On Wed, Sep 21, 2016 at 3:32 PM, Pavel Raiskup <praiskup@redhat.com> wrote:

:) Consider that others consume Copr sources ...

> What is important for me is not important for you and vice versa.

I would say that every commit is important.
 

... and have Copr working, want to have it as stable as possible, and are
planning regular updates with new releases.  So to answer your question:
Whatever could complicate updating is worth having a look (by other consumers)
whether it is (a) necessary, (b) shouldn't be made optional; or (c) at worth
study hard how to re-configure properly.

Typical "hint" can be:

- "you have to hack something on XX (backend e.g)" because you changed something
  on "YY (e.g. dist git)", and whetever else component.
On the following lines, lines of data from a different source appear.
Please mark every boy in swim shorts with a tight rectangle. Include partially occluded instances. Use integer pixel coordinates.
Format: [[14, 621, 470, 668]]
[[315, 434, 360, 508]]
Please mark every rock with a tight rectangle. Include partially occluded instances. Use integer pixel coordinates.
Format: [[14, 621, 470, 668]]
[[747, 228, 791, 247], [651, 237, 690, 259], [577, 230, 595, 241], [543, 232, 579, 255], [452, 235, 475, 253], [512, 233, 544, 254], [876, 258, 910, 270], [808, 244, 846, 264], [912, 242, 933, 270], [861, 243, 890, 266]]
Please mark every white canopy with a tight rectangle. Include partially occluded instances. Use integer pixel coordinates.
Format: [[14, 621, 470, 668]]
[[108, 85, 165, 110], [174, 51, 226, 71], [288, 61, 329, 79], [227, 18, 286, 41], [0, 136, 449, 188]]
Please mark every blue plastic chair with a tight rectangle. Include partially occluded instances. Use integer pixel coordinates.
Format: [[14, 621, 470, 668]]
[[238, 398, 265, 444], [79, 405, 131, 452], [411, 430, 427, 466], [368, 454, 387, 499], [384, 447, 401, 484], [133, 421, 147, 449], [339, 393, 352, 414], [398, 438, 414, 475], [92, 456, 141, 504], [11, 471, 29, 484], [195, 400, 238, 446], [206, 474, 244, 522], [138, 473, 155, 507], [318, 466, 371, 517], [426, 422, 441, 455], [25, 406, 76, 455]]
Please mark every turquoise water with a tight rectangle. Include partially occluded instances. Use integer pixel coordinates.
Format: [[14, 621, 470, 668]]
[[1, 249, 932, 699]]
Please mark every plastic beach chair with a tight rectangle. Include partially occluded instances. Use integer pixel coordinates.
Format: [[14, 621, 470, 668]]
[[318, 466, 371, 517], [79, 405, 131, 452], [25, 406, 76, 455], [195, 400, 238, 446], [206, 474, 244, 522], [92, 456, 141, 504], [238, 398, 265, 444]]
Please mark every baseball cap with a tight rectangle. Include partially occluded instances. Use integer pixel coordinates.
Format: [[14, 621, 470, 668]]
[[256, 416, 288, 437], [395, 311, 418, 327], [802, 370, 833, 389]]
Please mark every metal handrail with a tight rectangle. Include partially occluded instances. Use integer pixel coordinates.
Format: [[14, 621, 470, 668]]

- API changes, copr client should detect that server supports older API

- You need to change deployment scripts, others will need this too

- you put requirement on software that is not in base Fedora repo, be that yum
  repo or other software repo ... (like dockerhub)

Yup, it is on my TODO list to make the upstream packages usable for me too
(because otherwise it is real pain), but so far (except for client side) I need
to re-build the packages with downstream patches.  If there was something
docker-related, I would have to rebuild the images probably too...

You don't need to rebuild any images manually, just restart copr-dist-git.service.